As the year draws to a close, there are three men we’d like to point out who are doing something right with the way they put themselves together. Each has their own unique look, and you should feel free to mix and match their styles to fit your personal vibe, but there’s probably something all of us can learn from these three men’s fashion icons of 2009.

Robert Pattinson

What to learn from him
Being a vegetarian vampire that, for some reason, falls in love with a mortal and vows to spend eternity loving, protecting, and otherwise not eating her may seem implausible, or at least a little unlikely a fashion choice for you. But you can certainly look and (kind of) act like Robert Pattinson to pull off the friendly emo boyfriend vibe which seems to send some kind of invisible sex-wave directly into girls’ brains making them you-crazy.

Here’s how Rob puts it: “I don’t want to look trendy, so I try to find clothes where somebody wouldn’t be able to say, ‘Oh, you’re a cool guy,’” says Pattinson.
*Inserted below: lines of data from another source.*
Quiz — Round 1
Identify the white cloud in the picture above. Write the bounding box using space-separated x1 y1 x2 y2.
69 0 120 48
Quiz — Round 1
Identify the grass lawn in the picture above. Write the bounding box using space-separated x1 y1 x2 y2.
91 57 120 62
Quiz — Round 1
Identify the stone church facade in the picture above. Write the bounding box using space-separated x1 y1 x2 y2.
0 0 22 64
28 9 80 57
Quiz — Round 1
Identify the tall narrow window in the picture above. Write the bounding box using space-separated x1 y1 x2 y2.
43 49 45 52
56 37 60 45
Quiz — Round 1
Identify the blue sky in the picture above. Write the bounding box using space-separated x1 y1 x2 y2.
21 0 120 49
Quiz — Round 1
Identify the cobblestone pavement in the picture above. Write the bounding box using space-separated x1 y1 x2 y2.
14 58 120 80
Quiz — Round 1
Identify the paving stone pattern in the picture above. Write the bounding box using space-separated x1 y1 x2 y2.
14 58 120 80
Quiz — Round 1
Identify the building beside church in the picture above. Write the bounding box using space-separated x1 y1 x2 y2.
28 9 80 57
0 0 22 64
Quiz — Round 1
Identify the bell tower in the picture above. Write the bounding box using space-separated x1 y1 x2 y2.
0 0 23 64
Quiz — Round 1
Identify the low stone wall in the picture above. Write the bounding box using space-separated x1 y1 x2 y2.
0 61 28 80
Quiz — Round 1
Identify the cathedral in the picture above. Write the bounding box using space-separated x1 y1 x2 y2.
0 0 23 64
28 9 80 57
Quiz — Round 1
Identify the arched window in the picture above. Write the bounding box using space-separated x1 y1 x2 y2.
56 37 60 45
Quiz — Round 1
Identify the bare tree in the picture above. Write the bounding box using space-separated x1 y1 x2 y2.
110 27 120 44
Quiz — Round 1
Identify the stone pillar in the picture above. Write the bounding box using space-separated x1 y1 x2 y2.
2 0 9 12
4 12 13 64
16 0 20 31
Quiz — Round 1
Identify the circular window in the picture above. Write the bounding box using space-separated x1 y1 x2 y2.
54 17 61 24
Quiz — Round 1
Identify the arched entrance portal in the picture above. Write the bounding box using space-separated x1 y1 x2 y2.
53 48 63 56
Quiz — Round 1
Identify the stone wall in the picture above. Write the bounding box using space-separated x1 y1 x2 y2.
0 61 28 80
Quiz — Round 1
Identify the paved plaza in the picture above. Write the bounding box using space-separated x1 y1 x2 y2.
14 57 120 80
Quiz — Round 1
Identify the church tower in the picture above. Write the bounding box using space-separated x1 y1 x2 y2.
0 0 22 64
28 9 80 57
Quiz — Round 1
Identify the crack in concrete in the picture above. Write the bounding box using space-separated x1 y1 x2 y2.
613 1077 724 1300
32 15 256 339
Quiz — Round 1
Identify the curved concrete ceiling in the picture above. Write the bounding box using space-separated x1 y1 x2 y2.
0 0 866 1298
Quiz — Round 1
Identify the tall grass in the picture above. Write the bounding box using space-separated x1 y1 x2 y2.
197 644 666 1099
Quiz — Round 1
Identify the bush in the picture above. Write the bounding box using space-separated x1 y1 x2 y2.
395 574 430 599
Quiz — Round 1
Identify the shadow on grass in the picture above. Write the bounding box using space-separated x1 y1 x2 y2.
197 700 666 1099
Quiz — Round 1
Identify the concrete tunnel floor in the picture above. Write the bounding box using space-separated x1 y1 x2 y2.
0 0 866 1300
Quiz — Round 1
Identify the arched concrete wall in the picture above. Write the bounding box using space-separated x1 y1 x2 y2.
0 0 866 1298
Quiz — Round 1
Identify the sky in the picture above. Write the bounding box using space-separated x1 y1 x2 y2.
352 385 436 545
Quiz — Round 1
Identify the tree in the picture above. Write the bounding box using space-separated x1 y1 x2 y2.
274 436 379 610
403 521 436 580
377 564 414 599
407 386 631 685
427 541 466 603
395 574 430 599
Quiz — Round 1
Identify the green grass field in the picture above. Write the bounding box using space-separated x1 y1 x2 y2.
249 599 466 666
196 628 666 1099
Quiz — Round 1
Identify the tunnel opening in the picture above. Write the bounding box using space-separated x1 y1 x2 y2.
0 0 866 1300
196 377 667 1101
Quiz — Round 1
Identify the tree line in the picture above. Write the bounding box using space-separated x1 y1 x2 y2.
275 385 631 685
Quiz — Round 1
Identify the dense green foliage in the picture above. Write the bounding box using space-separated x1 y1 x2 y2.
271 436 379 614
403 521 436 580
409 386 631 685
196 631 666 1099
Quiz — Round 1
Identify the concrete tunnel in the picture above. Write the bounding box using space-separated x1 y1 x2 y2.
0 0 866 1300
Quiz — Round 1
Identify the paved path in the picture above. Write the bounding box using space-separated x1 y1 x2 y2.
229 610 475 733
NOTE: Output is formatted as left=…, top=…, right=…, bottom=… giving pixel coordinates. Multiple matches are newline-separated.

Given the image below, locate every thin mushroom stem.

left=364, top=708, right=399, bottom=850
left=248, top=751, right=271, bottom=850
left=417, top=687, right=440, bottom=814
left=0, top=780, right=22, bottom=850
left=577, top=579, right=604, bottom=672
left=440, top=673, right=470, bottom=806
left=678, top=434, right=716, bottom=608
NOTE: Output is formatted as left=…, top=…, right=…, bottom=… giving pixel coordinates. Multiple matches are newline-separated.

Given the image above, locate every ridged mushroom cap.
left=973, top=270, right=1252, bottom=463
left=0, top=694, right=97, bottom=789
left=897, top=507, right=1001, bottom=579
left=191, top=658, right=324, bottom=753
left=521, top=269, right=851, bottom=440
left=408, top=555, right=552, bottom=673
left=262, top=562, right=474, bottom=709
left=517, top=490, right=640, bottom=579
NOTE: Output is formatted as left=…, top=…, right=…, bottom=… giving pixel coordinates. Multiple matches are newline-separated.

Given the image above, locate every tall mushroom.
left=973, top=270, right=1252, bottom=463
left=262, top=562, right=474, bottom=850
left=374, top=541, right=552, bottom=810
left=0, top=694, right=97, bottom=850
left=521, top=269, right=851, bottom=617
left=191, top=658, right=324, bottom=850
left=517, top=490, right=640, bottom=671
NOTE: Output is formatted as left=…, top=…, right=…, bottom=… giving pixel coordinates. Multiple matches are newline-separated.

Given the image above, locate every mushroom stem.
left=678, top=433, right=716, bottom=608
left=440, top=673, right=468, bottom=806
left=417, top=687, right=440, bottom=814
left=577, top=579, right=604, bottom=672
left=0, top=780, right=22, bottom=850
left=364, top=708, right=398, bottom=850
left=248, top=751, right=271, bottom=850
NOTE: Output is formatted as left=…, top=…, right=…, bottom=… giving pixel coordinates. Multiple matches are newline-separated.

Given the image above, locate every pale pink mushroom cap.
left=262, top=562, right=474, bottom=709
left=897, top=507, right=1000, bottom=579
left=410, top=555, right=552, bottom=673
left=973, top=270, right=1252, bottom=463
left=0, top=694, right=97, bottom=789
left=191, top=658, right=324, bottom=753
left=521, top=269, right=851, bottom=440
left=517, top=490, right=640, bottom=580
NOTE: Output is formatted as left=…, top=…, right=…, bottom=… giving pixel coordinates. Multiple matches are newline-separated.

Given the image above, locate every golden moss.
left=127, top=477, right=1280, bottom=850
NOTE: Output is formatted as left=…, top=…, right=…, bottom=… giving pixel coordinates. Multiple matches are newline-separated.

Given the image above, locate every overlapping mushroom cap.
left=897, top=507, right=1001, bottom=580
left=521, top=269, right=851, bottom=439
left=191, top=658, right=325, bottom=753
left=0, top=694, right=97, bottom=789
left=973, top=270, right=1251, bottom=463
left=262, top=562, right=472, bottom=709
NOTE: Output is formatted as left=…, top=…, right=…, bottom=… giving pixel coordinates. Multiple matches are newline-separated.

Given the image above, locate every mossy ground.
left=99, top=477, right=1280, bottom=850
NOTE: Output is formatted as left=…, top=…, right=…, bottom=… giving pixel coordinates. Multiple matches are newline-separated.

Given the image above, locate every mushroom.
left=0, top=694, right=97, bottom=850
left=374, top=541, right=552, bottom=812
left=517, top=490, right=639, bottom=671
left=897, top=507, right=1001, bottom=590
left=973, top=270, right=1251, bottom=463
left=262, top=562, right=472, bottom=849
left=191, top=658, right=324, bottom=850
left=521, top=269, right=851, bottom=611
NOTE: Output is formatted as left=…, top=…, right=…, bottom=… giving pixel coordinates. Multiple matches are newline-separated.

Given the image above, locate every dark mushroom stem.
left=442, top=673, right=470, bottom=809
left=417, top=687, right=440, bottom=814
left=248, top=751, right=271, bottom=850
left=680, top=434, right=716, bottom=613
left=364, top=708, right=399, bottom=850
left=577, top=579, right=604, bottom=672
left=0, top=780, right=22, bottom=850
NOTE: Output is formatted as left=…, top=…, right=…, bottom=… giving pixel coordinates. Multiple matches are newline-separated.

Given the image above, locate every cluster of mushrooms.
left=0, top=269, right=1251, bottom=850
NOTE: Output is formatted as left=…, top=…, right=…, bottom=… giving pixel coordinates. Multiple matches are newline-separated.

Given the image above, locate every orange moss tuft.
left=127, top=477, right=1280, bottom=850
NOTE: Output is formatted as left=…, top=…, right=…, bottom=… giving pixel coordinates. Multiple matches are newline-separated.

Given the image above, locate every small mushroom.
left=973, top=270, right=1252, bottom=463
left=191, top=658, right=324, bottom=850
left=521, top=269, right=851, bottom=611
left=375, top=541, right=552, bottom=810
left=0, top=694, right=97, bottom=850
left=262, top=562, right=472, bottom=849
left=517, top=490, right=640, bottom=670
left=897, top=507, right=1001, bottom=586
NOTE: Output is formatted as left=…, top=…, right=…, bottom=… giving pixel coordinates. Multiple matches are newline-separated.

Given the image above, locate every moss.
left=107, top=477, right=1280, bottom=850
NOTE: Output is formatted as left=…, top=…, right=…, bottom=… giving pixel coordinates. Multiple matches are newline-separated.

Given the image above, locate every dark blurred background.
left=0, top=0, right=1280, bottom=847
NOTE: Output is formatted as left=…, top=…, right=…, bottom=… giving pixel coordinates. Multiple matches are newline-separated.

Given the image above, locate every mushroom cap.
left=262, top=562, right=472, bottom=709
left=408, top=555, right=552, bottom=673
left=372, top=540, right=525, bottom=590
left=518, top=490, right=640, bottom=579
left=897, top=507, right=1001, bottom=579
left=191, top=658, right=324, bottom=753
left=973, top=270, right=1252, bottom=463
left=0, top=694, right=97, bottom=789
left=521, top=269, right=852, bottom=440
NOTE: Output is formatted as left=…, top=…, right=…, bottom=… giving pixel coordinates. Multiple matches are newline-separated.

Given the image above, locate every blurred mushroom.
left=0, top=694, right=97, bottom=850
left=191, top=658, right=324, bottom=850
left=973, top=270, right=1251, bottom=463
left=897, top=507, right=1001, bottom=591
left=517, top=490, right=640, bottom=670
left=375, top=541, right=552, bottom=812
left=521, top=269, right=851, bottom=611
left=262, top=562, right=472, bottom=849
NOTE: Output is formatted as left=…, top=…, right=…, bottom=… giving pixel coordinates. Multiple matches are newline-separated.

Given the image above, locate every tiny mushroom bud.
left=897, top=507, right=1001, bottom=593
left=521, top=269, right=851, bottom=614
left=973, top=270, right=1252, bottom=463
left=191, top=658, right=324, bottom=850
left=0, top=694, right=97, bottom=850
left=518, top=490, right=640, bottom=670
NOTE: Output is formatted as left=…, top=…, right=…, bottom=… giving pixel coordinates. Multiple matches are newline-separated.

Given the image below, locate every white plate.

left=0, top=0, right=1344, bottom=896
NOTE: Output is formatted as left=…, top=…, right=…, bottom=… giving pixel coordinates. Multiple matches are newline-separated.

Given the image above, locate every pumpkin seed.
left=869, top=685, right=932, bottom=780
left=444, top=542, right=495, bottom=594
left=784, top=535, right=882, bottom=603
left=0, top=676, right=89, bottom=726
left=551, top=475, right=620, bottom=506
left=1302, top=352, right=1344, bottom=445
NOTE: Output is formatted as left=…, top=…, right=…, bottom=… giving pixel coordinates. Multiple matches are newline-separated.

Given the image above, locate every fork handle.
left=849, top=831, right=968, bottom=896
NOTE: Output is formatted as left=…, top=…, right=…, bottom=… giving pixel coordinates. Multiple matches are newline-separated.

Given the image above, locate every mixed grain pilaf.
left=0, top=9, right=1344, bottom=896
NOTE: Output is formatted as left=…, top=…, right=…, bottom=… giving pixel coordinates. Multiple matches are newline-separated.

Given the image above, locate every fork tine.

The actor also admits, “I do like the ‘expensive but disheveled’ thing if I am going out.”

This is a tried and true method. Popularized originally in the years of heroin chic, you want to shoot for somebody with so much money, so many adoring women, and so few troubles that…you’re out to make trouble for yourself. Dress up in Armani, but wear it like you drove to where you’re going on a motorcycle. A motorcycle your mom told you that you totally weren’t allowed to ride. Whatever, though. She’s not the boss of you. Loosened ties, messy hair, unbuttoned coats, and similarly un-fastened finery are de rigueur here.

Mickey Rourke

What to learn from him
We’re not…exactly…sure. Something. There’s a kernel of truth shrouded in the bulging man-mountain of thinly-veiled vanity. He’s either doing something correctly or everything wrong.

If you had to take something from Mickey Rourke, it would probably be that confidence is the ultimate fashion statement. If he can get plastic surgery like he did and still pull tail like this while he’s dressed like this, it’s got to be the only thing left.

As with all three cases, these are extreme examples. Don’t go to get plastic surgery, and if you feel compelled to, remember that subtlety is the name of the game when it comes to manstic surgery. But, whatever you do and whatever you wear, you have to take it to the top ropes and then do an inverted tiger suplex with it to slam it, and all naysayers, into submission. A succinct way to think about the Rourke Method is as follows:  You should look like you know what you’re doing even if you have no idea where you even are.

David Beckham

What to learn from him
Actually, being a svelte Calvin Kleiny model does help a lot. It’s not required, but the more in-shape you are, the better most clothes are going to hang on your frame. It takes less for David Beckham to get dressed in the morning than it does for the hulked-out Mickey Rourke or the somewhat waifish Robert Patinson.

So, if you’re already trimmed up, or you’ve got a few months of work ahead of you to get to pro soccer player athleticism, here’s the other thing you can learn from Becks: Utilize accessories. He does this sartorially as well as culturally. Having a British accent and a mega-fox for a wife are things that keep him always appearing vaguely cosmopolitan and well kept. These may or may not be options for you, but if they aren’t, you can achieve a similar effect with clothing accessories.

Don’t go overboard, though. You’re not Mickey Rourke. Unless you are, in which case, “hello there.” The rule of the thumb for achieving a Beckhamanian level of stylish accessorizing is to have 90 percent of your wardrobe be pretty classic and then between 1 and 3 items that stand out as vaguely outlandish. An example is seen in the picture above.  What would’ve otherwise been a pretty obvious casual outfit is made memorable with the pink scarf. Nice.